In the past year markets have shown many colors, they went from all down to all up and also broke previous highs in just a matter of time. But the colour which is missing is of Consolidation, and even if markets are daily touching higher highs, they have to consolidate once at least.

So the Investors came to this market in the previous year (Robinhood Investors) they have to know that there is not only Bull and Bear market but there is also a market which gives problem to both of them and its a market which is in Consolidation.

Markets have rallied so much after a huge correction, which is even a good sign for the markets and it will help them in the long run, but then what is the reason people are afraid to invest? It is the PE ratio of Stock Markets which is also rallying with markets, and every one has taught us that a high PE ratio means it's not the time to invest in Markets.

Which we blindly believe without even checking the facts are right or not.

Now, what if I say that even if the PE ratio is high, markets can sustain on higher levels and can rally even bigger. Now if I say that this can be true, what is the logical explanation that this can really happen, for that you have to understand Currency Markets.

How Currency Markets affect the Stock Markets?

We calculate PE Ratio in Rupees, which makes currency play a very crucial part in this situation. So what does PE Ratio means? It means that if a stock is at 40 PE Ratio and if we have to buy it, then we have to pay 40Rs to earn 1Rs, which is costly. And if a company has a PE ratio of 20, then we have to pay 20Rs to earn 1 Rs. So respectively, in the above cases, the second case is more profitable because you have to pay less to earn the same amount.

But when the Rupee falls in comparison to the dollar the value of the Rupee decreases which means if we have to pay 10,000 Rs to buy a smartphone and the value of the rupee decreases by 10% in a year then the next year we will have to pay 11,000 Rs which is 10% more than 10,000 Rs.

Similarly, if we see it in the markets, if we have to pay 20rs to buy a stock today and 10% value is decreased of Rupee in the next year then we will have to buy it with a 10% premium which is 22Rs. So this can also be the case with the markets that the PE Ratio is increased because the value of the Rupee is decreased drastically and we have to pay more to get the same amount of Goods or Services. 

And we are panicking that the markets are overvalued which they are not in the reality. But there can also be another reason due to which the PE Ratio is increased, which can be the Markets Expectation from the Indian Economy.

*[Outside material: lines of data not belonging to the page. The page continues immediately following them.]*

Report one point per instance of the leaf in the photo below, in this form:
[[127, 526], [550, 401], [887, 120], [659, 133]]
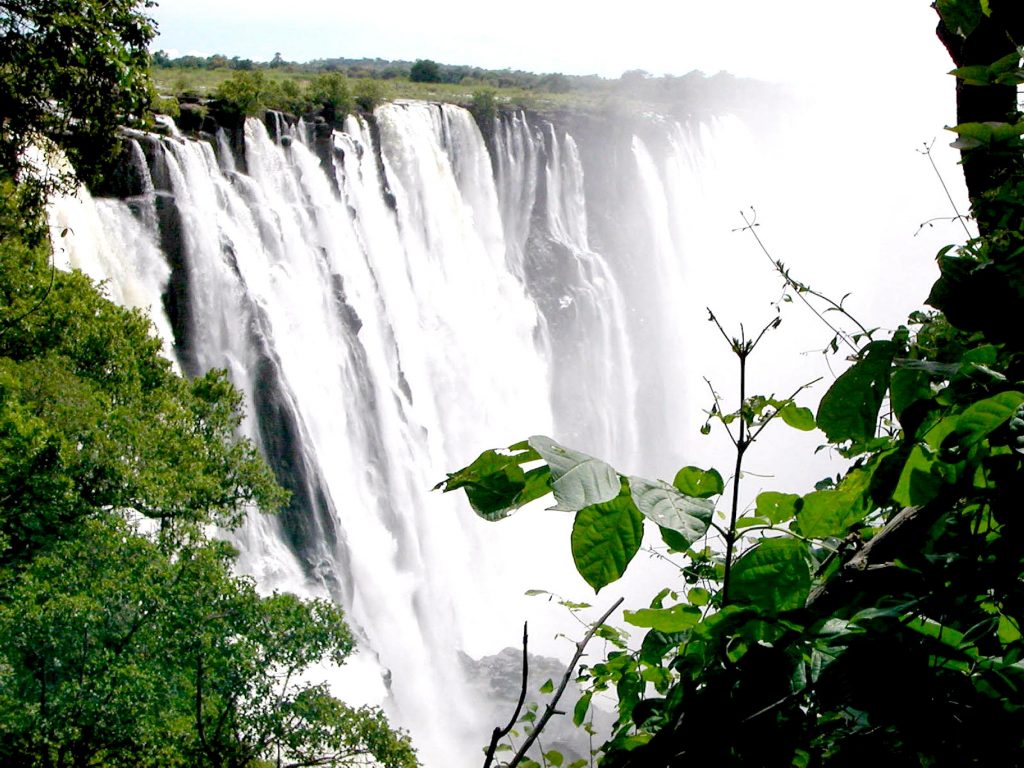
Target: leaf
[[774, 576], [777, 507], [961, 17], [582, 706], [797, 417], [676, 541], [669, 621], [604, 539], [916, 483], [670, 509], [698, 596], [698, 482], [825, 513], [496, 483], [849, 410], [577, 479], [979, 419], [907, 386]]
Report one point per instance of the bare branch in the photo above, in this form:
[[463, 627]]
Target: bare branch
[[551, 710], [499, 733]]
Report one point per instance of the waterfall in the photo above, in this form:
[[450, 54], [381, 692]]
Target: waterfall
[[390, 302]]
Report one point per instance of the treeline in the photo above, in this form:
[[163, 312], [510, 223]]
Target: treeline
[[425, 71]]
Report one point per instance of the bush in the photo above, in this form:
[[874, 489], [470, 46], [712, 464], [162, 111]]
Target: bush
[[425, 71], [332, 92], [248, 93], [369, 93]]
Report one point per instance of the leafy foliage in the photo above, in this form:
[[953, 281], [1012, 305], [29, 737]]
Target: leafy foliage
[[71, 72], [125, 638], [880, 613]]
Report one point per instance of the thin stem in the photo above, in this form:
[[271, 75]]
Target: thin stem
[[550, 710], [801, 289], [741, 443], [718, 408], [500, 733], [928, 154]]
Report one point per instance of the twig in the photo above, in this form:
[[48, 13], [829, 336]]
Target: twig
[[550, 710], [499, 733], [927, 152], [802, 289]]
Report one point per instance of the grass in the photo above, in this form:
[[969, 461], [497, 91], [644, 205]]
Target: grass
[[204, 83]]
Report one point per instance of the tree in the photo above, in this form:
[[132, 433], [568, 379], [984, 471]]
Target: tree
[[71, 72], [880, 613], [125, 638], [425, 71], [330, 89]]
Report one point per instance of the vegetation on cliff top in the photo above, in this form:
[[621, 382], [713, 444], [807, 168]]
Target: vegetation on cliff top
[[881, 613]]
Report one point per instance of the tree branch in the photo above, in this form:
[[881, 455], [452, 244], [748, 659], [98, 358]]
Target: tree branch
[[499, 733], [550, 710]]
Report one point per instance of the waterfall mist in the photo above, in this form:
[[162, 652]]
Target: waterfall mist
[[396, 297]]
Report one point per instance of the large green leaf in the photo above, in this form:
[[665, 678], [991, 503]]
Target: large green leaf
[[605, 537], [849, 410], [979, 419], [774, 576], [674, 619], [698, 482], [496, 483], [776, 507], [578, 480], [797, 417], [825, 513], [916, 483], [665, 505]]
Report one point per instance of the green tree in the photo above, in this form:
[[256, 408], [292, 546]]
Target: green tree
[[368, 93], [331, 90], [425, 71], [69, 73], [125, 638], [247, 93], [880, 613]]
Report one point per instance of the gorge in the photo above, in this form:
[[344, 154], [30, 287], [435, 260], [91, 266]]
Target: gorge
[[393, 297]]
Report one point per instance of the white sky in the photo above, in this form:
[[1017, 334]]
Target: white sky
[[785, 39]]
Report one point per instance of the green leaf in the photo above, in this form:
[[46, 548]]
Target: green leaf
[[798, 418], [916, 483], [670, 509], [979, 419], [827, 513], [676, 619], [698, 596], [774, 576], [849, 410], [961, 16], [676, 541], [605, 537], [777, 507], [582, 706], [577, 479], [698, 482], [906, 387], [496, 483]]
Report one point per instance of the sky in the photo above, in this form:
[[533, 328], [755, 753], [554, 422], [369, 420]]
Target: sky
[[783, 40]]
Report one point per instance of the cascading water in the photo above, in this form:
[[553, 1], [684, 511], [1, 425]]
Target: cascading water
[[391, 301]]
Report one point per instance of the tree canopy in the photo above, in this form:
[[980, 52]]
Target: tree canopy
[[70, 74], [879, 613], [126, 638]]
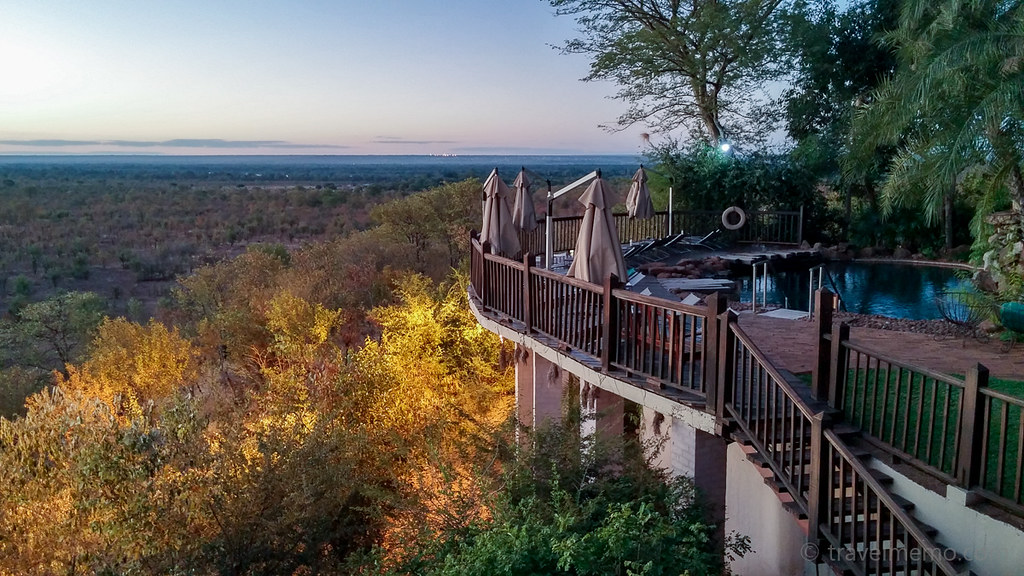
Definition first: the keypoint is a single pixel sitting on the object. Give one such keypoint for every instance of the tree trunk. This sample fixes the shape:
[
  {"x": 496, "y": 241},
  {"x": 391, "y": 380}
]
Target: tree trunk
[
  {"x": 947, "y": 213},
  {"x": 1016, "y": 184}
]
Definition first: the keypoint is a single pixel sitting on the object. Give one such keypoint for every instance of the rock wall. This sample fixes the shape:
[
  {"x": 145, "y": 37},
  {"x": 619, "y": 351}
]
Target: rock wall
[{"x": 1004, "y": 261}]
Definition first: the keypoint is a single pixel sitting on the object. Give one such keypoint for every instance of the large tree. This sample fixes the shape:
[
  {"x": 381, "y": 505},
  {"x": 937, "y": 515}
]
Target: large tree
[
  {"x": 700, "y": 65},
  {"x": 839, "y": 65},
  {"x": 955, "y": 103}
]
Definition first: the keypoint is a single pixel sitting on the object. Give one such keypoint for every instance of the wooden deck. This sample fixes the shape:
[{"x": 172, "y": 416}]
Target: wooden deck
[{"x": 701, "y": 352}]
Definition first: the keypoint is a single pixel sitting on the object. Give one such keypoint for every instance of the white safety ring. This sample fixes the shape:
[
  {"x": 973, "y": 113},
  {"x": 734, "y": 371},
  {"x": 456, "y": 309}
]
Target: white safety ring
[{"x": 733, "y": 210}]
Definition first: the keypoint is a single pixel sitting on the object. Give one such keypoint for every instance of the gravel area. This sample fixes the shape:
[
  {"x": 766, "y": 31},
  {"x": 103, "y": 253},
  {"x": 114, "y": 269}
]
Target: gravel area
[{"x": 934, "y": 327}]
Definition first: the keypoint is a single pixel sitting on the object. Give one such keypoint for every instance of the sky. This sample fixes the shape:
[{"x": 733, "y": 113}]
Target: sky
[{"x": 298, "y": 77}]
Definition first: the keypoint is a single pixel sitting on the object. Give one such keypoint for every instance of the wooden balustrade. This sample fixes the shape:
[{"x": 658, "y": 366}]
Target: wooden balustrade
[
  {"x": 667, "y": 341},
  {"x": 912, "y": 412},
  {"x": 857, "y": 524},
  {"x": 960, "y": 430},
  {"x": 773, "y": 414},
  {"x": 956, "y": 429},
  {"x": 762, "y": 228},
  {"x": 1000, "y": 461}
]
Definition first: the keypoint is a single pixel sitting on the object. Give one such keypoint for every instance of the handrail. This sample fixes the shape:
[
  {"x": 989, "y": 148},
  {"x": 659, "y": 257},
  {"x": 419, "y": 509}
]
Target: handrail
[
  {"x": 902, "y": 364},
  {"x": 929, "y": 554},
  {"x": 704, "y": 348},
  {"x": 798, "y": 396}
]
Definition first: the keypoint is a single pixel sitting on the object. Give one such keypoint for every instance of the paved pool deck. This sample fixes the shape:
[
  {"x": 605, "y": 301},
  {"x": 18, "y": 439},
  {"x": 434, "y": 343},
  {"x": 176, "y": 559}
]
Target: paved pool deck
[{"x": 791, "y": 344}]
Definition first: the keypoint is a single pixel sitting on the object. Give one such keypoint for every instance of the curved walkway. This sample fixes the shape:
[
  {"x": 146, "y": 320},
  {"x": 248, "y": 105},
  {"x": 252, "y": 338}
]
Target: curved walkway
[{"x": 791, "y": 343}]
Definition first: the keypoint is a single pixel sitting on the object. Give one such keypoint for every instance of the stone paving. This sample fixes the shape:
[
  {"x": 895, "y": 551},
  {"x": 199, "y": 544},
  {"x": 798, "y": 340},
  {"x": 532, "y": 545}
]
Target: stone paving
[{"x": 791, "y": 344}]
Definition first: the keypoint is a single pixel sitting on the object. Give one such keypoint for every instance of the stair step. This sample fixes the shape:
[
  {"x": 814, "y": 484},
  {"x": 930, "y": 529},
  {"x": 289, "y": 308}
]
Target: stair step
[
  {"x": 903, "y": 503},
  {"x": 872, "y": 529}
]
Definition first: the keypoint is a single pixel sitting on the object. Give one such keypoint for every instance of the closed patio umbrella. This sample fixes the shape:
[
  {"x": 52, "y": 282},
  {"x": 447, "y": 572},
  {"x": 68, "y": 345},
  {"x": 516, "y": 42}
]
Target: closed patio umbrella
[
  {"x": 498, "y": 228},
  {"x": 598, "y": 252},
  {"x": 523, "y": 214},
  {"x": 638, "y": 202}
]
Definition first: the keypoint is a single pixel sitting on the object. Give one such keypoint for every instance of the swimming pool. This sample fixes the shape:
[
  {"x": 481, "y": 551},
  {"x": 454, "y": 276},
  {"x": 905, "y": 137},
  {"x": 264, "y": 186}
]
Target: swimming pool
[{"x": 893, "y": 289}]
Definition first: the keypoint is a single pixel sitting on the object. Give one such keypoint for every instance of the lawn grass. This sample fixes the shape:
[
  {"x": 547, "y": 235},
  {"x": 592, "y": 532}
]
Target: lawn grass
[
  {"x": 920, "y": 416},
  {"x": 911, "y": 413}
]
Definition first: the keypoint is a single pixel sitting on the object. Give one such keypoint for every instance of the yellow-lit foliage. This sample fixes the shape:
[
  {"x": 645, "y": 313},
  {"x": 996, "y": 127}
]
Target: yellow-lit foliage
[
  {"x": 300, "y": 330},
  {"x": 132, "y": 364},
  {"x": 432, "y": 361},
  {"x": 82, "y": 493}
]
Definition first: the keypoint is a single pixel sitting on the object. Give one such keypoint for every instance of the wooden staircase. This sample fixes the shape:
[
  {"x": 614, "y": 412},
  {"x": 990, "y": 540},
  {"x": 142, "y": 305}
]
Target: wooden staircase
[{"x": 857, "y": 532}]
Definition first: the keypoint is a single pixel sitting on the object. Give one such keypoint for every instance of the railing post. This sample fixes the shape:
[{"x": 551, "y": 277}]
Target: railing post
[
  {"x": 609, "y": 325},
  {"x": 819, "y": 490},
  {"x": 823, "y": 302},
  {"x": 484, "y": 248},
  {"x": 548, "y": 231},
  {"x": 800, "y": 227},
  {"x": 839, "y": 369},
  {"x": 726, "y": 363},
  {"x": 713, "y": 333},
  {"x": 527, "y": 315},
  {"x": 972, "y": 427}
]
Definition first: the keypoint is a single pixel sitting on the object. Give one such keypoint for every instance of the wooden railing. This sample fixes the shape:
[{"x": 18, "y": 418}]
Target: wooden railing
[
  {"x": 995, "y": 472},
  {"x": 957, "y": 429},
  {"x": 762, "y": 228},
  {"x": 853, "y": 522},
  {"x": 671, "y": 343},
  {"x": 768, "y": 409},
  {"x": 858, "y": 524}
]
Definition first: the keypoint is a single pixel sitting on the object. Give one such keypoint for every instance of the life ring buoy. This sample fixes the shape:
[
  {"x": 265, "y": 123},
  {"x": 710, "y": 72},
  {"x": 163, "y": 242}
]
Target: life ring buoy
[{"x": 729, "y": 212}]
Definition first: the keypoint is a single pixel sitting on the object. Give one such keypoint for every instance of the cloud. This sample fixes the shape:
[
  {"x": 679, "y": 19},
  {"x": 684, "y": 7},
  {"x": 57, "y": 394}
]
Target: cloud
[
  {"x": 513, "y": 151},
  {"x": 178, "y": 142},
  {"x": 50, "y": 142},
  {"x": 400, "y": 140}
]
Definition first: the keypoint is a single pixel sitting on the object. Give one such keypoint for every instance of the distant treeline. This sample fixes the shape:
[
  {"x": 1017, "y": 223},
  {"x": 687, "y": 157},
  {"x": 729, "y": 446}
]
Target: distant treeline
[{"x": 397, "y": 172}]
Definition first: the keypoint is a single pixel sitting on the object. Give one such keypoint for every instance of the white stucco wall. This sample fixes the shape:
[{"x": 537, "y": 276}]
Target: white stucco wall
[{"x": 991, "y": 545}]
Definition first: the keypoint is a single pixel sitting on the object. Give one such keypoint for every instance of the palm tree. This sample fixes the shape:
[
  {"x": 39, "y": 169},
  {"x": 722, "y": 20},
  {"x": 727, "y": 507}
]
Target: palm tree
[{"x": 955, "y": 103}]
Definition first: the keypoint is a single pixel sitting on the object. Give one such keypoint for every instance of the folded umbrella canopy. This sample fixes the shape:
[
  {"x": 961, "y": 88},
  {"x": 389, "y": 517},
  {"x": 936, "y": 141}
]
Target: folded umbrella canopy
[
  {"x": 638, "y": 203},
  {"x": 523, "y": 215},
  {"x": 498, "y": 228},
  {"x": 598, "y": 252}
]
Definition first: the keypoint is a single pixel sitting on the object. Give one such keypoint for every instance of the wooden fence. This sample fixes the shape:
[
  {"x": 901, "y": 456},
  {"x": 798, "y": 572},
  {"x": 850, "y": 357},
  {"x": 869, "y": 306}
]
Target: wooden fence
[
  {"x": 658, "y": 340},
  {"x": 957, "y": 429},
  {"x": 954, "y": 428},
  {"x": 762, "y": 228}
]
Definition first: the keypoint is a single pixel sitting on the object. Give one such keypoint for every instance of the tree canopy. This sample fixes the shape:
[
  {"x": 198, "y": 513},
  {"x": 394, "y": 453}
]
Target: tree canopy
[{"x": 701, "y": 66}]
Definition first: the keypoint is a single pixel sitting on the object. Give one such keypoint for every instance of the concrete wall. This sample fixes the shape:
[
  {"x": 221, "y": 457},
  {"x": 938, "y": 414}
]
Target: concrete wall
[
  {"x": 991, "y": 545},
  {"x": 752, "y": 508}
]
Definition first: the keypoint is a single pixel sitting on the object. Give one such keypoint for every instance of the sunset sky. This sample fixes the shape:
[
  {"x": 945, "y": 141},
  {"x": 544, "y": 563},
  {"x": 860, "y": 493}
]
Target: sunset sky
[{"x": 297, "y": 77}]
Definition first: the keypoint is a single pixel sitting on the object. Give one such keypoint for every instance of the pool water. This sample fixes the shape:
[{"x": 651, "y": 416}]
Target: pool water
[{"x": 882, "y": 288}]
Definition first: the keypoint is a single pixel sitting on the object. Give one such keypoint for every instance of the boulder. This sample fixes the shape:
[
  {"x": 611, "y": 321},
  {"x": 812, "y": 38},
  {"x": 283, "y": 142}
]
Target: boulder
[{"x": 901, "y": 253}]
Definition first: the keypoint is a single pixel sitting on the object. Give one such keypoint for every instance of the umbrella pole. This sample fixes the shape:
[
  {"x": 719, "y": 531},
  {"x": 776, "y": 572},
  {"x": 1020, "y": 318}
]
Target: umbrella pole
[{"x": 670, "y": 212}]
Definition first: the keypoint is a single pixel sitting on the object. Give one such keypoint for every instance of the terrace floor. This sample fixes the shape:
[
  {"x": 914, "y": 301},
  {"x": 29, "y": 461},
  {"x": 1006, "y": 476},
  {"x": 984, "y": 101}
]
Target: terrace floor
[{"x": 791, "y": 344}]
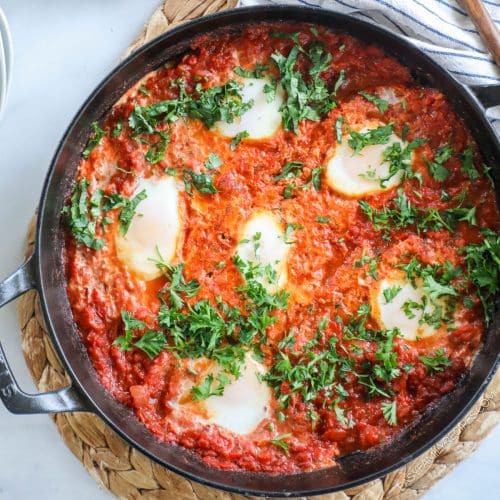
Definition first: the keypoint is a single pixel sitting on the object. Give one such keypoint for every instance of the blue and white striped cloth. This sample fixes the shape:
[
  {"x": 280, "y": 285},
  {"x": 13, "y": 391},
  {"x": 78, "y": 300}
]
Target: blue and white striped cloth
[{"x": 441, "y": 28}]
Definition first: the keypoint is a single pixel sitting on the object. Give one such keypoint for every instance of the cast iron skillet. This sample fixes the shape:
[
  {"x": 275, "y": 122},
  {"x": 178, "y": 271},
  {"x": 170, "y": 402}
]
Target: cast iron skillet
[{"x": 44, "y": 270}]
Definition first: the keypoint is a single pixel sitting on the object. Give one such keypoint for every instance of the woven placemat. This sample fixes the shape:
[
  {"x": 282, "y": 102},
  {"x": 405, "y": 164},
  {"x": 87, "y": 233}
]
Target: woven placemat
[{"x": 129, "y": 474}]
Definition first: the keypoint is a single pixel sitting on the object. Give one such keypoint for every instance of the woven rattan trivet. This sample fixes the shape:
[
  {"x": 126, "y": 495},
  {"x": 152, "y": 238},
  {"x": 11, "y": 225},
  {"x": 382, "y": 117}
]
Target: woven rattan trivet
[{"x": 129, "y": 474}]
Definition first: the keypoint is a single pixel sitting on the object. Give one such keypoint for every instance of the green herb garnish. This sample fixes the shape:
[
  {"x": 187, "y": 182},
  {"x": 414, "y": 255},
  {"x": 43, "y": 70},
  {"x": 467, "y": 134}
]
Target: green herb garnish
[
  {"x": 381, "y": 104},
  {"x": 95, "y": 138}
]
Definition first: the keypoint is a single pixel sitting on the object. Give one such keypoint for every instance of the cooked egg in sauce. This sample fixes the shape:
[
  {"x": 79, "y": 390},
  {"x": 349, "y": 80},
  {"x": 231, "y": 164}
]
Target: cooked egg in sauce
[
  {"x": 263, "y": 118},
  {"x": 304, "y": 226},
  {"x": 156, "y": 227}
]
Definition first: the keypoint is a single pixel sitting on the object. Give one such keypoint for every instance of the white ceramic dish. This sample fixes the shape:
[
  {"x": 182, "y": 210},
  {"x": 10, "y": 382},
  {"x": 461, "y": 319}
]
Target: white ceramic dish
[{"x": 6, "y": 59}]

The High Expectation Ideology in Stock Markets

As our India's Prime Minister has a vision of making India a 5 Trillion Dollar Economy which is a very ambitious goal and Investors take these things into consideration and invest according to it. If India has a very good growth perspective in some particular sectors, then investors invest in it even if the sectors are not performing well currently. 

This shows that investors are betting on the Indian future not on the current Indian situation and when it will be achieved the market will go into Consolidation which means that firstly you hope for the things and make the market overvalued and when the earnings and economy meet your expectations you book your profits or stop buying as your targets and goals are already reached.

So even if the PE Ratio is High currently it can be because people are expecting more from India than this in the coming years and to factor in this Growth, our economy has to improve as per the expectations and if it doesn't meet the expectations then there can be a correction which is obvious as people will dis-invest from India if it doesn't perform that well.

Hope you understand this economic cycle.